Les avancées de l'OCM portent aussi sur la capacité des producteurs à mieux s'organiser pour avoir collectivement plus de poids sur les marchés agricoles. Le déséquilibre des rapports de force au sein de la chaîne alimentaire est une donnée évidente, mise en exergue de plus en plus dans les rapports de la Commission ou du Parlement européen .
Sur ce point, Parlement européen et Conseil souhaitent conforter les avancées contenues dans les propositions de la Commission européenne, afin de rééquilibrer les rapports entre les agriculteurs et l'aval de la production.
Pour vos rapporteurs, la négociation de la réforme de la PAC pour 2014-2020 doit fournir l'occasion de redéfinir les conditions d'application du droit de la concurrence au secteur de l'agriculture .
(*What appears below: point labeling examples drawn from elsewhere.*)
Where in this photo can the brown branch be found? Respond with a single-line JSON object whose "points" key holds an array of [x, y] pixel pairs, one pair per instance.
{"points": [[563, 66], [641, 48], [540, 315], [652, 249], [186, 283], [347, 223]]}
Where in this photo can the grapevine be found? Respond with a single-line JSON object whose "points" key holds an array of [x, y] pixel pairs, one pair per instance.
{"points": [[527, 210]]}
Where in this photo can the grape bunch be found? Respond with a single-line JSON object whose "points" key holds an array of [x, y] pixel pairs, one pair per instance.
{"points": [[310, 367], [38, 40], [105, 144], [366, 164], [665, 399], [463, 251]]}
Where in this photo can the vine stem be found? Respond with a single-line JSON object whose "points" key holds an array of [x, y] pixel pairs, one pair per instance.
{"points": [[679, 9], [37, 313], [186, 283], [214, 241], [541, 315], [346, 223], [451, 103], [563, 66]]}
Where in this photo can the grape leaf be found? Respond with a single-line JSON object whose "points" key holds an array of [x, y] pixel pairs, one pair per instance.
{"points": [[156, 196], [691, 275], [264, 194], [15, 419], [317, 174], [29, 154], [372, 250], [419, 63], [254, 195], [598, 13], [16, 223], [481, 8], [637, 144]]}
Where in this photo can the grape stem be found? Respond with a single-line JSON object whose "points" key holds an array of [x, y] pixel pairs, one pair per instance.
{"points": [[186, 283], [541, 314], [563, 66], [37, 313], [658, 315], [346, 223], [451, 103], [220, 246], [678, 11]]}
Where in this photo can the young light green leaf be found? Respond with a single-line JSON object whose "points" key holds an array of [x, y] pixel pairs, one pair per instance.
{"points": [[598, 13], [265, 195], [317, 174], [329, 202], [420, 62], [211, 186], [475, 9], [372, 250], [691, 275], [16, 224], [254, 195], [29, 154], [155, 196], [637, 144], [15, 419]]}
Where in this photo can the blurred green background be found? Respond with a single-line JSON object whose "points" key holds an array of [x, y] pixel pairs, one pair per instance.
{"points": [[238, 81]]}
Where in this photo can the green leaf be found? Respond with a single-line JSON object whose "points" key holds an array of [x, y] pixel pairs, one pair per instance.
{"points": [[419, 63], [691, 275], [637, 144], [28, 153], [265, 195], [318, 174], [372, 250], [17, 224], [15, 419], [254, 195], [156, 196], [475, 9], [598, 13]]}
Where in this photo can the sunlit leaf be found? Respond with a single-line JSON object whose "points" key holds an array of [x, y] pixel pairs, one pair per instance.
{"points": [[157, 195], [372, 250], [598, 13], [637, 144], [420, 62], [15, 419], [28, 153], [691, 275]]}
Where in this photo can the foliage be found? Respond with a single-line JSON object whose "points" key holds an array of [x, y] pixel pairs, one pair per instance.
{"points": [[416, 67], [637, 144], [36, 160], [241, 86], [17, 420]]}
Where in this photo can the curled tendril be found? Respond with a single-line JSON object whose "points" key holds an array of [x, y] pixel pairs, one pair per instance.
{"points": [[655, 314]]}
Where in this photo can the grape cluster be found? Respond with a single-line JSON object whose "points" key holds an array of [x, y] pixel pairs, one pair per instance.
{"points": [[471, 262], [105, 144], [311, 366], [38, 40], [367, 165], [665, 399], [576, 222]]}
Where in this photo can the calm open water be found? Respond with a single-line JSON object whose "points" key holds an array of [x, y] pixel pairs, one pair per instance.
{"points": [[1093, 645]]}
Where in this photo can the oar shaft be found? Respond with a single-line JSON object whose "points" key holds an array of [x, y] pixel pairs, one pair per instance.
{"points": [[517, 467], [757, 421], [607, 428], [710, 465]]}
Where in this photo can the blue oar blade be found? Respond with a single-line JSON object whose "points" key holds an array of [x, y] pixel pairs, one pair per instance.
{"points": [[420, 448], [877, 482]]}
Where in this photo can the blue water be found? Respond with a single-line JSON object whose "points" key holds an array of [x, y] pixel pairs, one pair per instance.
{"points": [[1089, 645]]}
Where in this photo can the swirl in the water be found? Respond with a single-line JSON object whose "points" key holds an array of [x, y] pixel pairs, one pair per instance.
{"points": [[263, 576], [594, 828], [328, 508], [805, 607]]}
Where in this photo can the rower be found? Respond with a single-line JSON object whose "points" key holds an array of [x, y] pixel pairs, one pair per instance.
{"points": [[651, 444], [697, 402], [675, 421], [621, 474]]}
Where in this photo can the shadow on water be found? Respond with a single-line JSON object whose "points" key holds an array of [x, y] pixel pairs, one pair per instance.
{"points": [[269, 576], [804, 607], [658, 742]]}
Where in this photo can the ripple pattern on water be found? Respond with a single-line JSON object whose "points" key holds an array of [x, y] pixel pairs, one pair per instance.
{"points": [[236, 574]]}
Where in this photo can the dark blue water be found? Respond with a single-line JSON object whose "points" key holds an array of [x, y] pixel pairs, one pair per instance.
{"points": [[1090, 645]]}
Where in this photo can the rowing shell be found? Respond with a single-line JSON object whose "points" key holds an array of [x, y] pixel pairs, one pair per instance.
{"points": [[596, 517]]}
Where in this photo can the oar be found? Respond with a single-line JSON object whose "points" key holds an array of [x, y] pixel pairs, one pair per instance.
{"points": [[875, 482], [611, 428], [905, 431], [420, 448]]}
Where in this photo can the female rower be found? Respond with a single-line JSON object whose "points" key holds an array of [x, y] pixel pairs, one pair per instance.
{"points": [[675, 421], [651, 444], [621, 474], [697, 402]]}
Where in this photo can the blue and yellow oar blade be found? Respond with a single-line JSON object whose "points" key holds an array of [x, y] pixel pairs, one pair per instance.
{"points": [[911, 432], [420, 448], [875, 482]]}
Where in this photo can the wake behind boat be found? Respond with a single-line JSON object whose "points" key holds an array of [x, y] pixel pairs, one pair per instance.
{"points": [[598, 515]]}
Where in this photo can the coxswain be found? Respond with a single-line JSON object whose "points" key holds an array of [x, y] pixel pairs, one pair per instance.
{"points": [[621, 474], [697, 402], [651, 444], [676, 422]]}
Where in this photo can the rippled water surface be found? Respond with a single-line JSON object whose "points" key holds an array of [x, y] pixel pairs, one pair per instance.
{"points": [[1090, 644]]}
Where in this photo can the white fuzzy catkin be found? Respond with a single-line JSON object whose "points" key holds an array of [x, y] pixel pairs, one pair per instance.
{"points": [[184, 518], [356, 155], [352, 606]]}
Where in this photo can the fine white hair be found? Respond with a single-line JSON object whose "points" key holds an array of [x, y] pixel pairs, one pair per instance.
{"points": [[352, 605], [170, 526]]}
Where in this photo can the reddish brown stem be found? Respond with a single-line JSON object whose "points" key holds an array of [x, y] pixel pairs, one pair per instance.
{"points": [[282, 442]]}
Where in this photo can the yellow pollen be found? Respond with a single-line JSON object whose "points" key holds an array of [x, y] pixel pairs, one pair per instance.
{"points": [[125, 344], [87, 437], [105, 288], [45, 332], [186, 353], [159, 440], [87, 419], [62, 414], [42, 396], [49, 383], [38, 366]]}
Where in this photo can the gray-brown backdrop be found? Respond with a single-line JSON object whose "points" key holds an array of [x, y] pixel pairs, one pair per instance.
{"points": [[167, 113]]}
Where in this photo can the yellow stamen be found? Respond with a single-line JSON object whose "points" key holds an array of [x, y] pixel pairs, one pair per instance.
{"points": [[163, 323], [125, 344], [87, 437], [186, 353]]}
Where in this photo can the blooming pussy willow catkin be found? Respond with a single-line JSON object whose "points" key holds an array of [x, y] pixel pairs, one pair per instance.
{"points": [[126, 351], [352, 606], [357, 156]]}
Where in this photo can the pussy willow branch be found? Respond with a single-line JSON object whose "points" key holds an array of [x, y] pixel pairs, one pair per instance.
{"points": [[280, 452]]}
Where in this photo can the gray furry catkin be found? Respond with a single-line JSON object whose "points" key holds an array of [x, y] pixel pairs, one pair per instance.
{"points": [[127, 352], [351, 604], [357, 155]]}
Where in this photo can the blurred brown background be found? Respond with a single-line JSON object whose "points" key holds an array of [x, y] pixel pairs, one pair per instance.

Les règles de concurrence, comme par exemple celles prohibant les ententes, s'appliquent au secteur agricole. Mais les spécificités de celui-ci justifient des aménagements. Ceux-ci, prévus par les textes communautaires 26 ( * ) , sont cependant interprétés de manière extrêmement stricte. En outre, les autorités nationales de la concurrence ont développé leur propre jurisprudence, qui n'est pas partout la même.
Eviter de tels écueils dans l'application du droit de la concurrence en matière agricole, permettre aux producteurs de se regrouper en organisations de producteurs, d'intervenir sur les marchés de manière plus collective, suppose donc de faire évoluer le règlement relatif à l'OCM .
Vos rapporteurs saluent au passage la proposition du rapporteur Michel Dantin, acceptée par le Parlement européen, visant à simplifier les conditions de reconnaissance des organisations de producteurs. La commission proposait qu'il ne soit pas possible de les reconnaître lorsqu'elles sont en « position dominante » sur les marchés. Or, seul l'abus de cette position dominante pose problème. Il est d'ailleurs sanctionné par le droit de la concurrence. A juste titre, le rapporteur du Parlement européen demande de s'en tenir là, ce qui permettra la reconnaissance de davantage d'organisations de producteurs de taille importante.
* 23 Règlement n° 261/2012 du Parlement européen et du Conseil du 14 mars 2012 relatif aux relations contractuelles dans le secteur du lait et des produits laitiers.
* 24 Article 43 alinéa 3 du TFUE : « Le Conseil, sur proposition de la Commission, adopte les mesures relatives à la fixation des prix, des prélèvements, des aides et des limitations quantitatives, ainsi qu'à la fixation et à la répartition des possibilités de pêche ».
* 25 Proposition de résolution n° 286 (2012-2013) de MM. Gérard CÉSAR et Simon SUTOUR, déposée au Sénat le 23 janvier 2013, sur le régime des autorisations de plantation de vigne.
* 26 Règlement (CE) n° 1184/2006 du Conseil du 24 juillet 2006 portant application de certaines règles de concurrence à la production et au commerce des produits agricoles.